Hi folks
(sorry for not chiming in on LOD list before btw; I tried to join
sometime back but it got wedged, but I think that was the old MIT-hosted
list anyways)
Richard Cyganiak wrote:
I don't think this is a problem. For provenance purposes, whatever works
for RDF/XML documents will also work for HTML+RDFa documents. Just think
of RDFa as a very verbose RDF syntax that contains a lot of “comments”

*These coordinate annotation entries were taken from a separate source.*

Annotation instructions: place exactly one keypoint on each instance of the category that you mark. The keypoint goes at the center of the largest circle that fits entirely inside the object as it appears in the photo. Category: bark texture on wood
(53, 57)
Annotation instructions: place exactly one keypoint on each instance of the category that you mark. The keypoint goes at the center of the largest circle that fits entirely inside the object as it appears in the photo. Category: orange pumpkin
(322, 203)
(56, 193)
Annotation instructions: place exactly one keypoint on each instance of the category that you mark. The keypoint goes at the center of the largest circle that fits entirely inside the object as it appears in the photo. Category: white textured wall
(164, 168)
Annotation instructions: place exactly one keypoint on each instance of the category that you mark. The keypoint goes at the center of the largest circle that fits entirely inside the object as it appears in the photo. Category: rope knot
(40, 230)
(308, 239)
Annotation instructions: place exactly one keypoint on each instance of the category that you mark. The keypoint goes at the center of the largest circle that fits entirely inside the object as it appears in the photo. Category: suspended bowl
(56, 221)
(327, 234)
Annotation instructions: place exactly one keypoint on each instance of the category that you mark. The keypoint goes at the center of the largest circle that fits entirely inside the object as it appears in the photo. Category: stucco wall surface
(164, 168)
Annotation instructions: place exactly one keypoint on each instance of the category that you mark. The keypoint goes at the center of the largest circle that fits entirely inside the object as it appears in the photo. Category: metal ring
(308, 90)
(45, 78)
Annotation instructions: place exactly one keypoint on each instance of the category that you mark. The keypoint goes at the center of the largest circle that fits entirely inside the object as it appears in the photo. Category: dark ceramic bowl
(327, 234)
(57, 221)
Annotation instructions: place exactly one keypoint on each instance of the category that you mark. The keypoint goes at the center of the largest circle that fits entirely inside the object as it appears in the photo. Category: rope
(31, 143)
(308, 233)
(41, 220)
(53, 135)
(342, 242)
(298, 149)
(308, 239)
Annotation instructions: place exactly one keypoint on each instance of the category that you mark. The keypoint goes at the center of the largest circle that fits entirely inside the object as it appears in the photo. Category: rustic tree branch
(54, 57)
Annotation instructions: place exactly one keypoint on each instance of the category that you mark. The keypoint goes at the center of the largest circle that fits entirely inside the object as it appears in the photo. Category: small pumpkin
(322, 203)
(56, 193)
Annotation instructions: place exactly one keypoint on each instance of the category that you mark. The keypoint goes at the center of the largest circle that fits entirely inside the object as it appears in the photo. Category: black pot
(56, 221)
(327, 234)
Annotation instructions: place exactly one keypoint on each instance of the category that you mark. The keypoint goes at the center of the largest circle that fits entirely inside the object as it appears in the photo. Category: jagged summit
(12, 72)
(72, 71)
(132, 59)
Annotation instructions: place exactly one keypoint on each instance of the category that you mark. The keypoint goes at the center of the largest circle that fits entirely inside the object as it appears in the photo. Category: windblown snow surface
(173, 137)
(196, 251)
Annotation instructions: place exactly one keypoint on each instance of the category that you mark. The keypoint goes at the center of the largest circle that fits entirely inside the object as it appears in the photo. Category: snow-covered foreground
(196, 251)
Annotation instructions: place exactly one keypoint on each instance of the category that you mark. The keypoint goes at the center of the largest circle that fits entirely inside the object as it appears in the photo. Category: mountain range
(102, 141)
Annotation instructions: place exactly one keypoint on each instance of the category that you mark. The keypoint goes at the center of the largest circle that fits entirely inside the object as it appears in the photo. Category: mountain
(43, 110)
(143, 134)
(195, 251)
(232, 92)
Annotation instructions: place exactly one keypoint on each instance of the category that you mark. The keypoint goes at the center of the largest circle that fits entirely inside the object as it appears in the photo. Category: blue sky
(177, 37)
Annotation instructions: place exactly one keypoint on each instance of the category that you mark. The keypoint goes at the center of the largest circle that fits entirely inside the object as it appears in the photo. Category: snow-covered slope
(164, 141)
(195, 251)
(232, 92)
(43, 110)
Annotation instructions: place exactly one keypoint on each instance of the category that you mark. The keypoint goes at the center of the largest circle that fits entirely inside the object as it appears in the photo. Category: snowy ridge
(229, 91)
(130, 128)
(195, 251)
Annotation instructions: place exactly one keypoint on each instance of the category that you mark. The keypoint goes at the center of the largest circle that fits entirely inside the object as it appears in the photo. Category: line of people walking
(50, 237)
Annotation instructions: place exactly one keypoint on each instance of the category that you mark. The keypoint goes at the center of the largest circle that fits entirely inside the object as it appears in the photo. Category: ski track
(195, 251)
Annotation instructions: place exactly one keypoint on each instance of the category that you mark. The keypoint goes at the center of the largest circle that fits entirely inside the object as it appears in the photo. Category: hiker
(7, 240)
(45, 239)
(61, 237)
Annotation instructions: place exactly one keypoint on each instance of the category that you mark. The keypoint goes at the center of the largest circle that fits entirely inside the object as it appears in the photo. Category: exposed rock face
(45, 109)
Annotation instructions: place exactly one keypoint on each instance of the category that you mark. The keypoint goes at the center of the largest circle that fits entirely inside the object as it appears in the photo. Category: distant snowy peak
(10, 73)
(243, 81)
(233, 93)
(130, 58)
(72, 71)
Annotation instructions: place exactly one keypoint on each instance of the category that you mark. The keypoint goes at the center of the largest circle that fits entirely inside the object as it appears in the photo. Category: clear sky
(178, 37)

(the non-RDF, pure-HTML parts of the document). In the end, an RDF agent
just sees triples, no matter if they are parsed out of an HTML+RDFa
document or an RDF/XML document.
It's a very reasonable question.
For my homepage I some small pieces of experimental RDFa in there, in
addition to my FOAF files. If you ever see a foaf:name for me that is
"Dan A. Brickley" you've probably found something whose provenance
traces to that homepage markup.
<div typeof="foaf:Person" property="foaf:name" content="Dan A.
Brickley"> ...etc
We had an interesting chat in the #laconica IRC channel last week (I'll
wikifi the notes soon I hope; not publically logged yet) with Brad
Fitzpatrick, about how Laconica and the Google Social Graph API might
relate to each other. The key idea here is discovering which profile etc
pages have rel=me (or equiv FOAF) "claims" of which other pages. When
Google SGAPI
Brad Fitzpatrick: "just because a person tells friendfeed that they're
Bob on Twitter and Bob2 on Jaiku, that doesn't make it true."
But if the Twitter account 'bob' has rel=me pointing to the Jaiku
account, and jaiku's bob2 page has the same pointing back, that suggests
they're at least telling a mutually consistent story.
How does all this relate to the original question? :)
Humm, well the way I see it, we'll want SPARQL / named graph conventions
for taking all the chunks of RDF data that are reasonably ascribed to
me, and making them queryable as a unit. I can see two styles here: put
them all in a single named graph (maybe with a tag: or uuid: URI to
avoid confusion), or else put claims in another graph (maybe default
graph, or a 'table of contents' graph).
Sure there are contexts in which it is important to know that a certain
triple came from the RDFa in my homepage, versus in my RSS feed, versus
in my foaf.rdf or one extracted from Flickr or loaded off my Friendfeed,
MyBlogLog, or Pownce or Ecademy accounts.
But it would be even more powerful if we could also allow them to be
grouped together, so people could ask the SPARQL store, "what values are
there for foaf:name of the person whose :openid is <http://danbri.org/> ?".
Now SGAPI has some things that help here. And a similar API could be
exposed by SINDICE or Garlik/qdos too. You can say, "What are the IDs of
the 'other mes' on the Web?".
Here's mine:
http://socialgraph.apis.google.com/otherme?pretty=1&q=danbri.org
(yep there are probably bugs). This is sugar around the existing SGAPI
calls, and is based on the notion of reciprocated claims between profile
pages.
(btw, some of these URIs are indirected identifiers (ie. of documents);
but let's not go off on one of those people-versus-doc URI threads right
now? :)
So.... conclusions?
Knowing where/when to split data into multiple chunks versus serve from
a single (possibly aggregated) source is a timeless problem. Different
people and parties will split their data up in multiple ways; that is
inevitable. We have in SPARQL and the RDF environment a glimmer of hope:
data split up into multiple files can still be tracked down as having
the same real-world source or publisher. And we have a couple of ways we
can represent this: put them in one named graph in a sparql store, or
put in multiple named graphs, but use the URIs of those graphs to group
them.
Plausible?
cheers,
Dan
--
http://danbri.org/